Page MenuHomePhabricator

Investigate wbformatvalue behaviour regarding datatype and datavalue type
Closed, ResolvedPublic3 Story Points

Description

In T207479 some traces were identified showing exceptions.

During the task breakdown we decided the ticket probably needed a different fix than just catching the exceptions.

SPIKE 4 hours

There are various combinations that need to be checked

  • datavalue type, no datatype
  • matching types
  • mismatching types

Conclusions
For values that look like entityids the datavalue type should be wikibase-entityid

  • Everything works to plan when the value is an entityid and matching datatype is supplied
  • For mismatched types:
    • If the datatype is unknown returns unknown datatype
    • If the datatype is one of monolingualtext quantity string time external-id wikibase-item wikibase-property and id is item or property return nice human link to entity
    • If the datatype is one of monolingualtext quantity string time external-id wikibase-item wikibase-property and id is lexeme (sub) id return link only to lexeme entity and no human readable string
    • If the datatype is one of url commonsMedia geo-shape tabular-data returns internal_api_error_InvalidArgumentException
    • If the datatype is wikibase-lexeme but id is not lexeme id returns internal_api_error_InvalidArgumentException
    • If the datatype is wikibase-form but existent lexeme or sense id provided causes fatal error
    • If the datatype is wikibase-form and non-existent sense id provided return link to deleted sense
    • If the datatype is wikibase-form and non-existent lexeme id provided returns internal_api_error_InvalidArgumentException
    • If the datatype is wikibase-sense and a non-sense id is provided causes fatal error

Event Timeline

Addshore triaged this task as Normal priority.Nov 13 2018, 2:54 PM
Addshore created this task.
Addshore renamed this task from Investigate wbformatvalue behaviour when datatype isn't provided to Investigate wbformatvalue behaviour regarding datatype and datavalue type.Nov 13 2018, 2:57 PM
Addshore added a project: Spike.
Addshore updated the task description. (Show Details)
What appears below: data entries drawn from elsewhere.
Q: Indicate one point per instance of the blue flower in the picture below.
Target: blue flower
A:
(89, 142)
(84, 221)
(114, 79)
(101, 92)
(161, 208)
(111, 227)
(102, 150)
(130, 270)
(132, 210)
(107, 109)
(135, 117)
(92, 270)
Some examples of current behavior:

  • form/sense ID value, lexeme datatype: InvalidArgumentException
  • form/sense ID value, sense/form datatype: PHP fatal error
  • lexeme ID value, sense/form datatype: PHP fatal error
  • lexeme/sense/form ID value, item datatype: generic link (lexeme target, ID text)
  • lexeme ID value, string datatype: generic link
  • lexeme ID value, url datatype: InvalidArgumentException

It’s a mess.

Tarrow added a comment.EditedNov 20 2018, 10:20 AM

I've tested various combinations of the possible entries in the "datavalue" parameter. i.e. varying the specified type and the id string datavalue=={"type":"$TYPE", "value": {"id":"$VALUE"}} while keeping the "datatype" parameter fixed as wikibase-item

with the following possible values:

TYPES="bad globecoordinate monolingualtext quantity string url commonsMedia geo-shape tabular-data time wikibase-entityid wikibase-unmapped-entityid external-id wikibase-lexeme wikibase-form wikibase-sense wikibase-item wikibase-property"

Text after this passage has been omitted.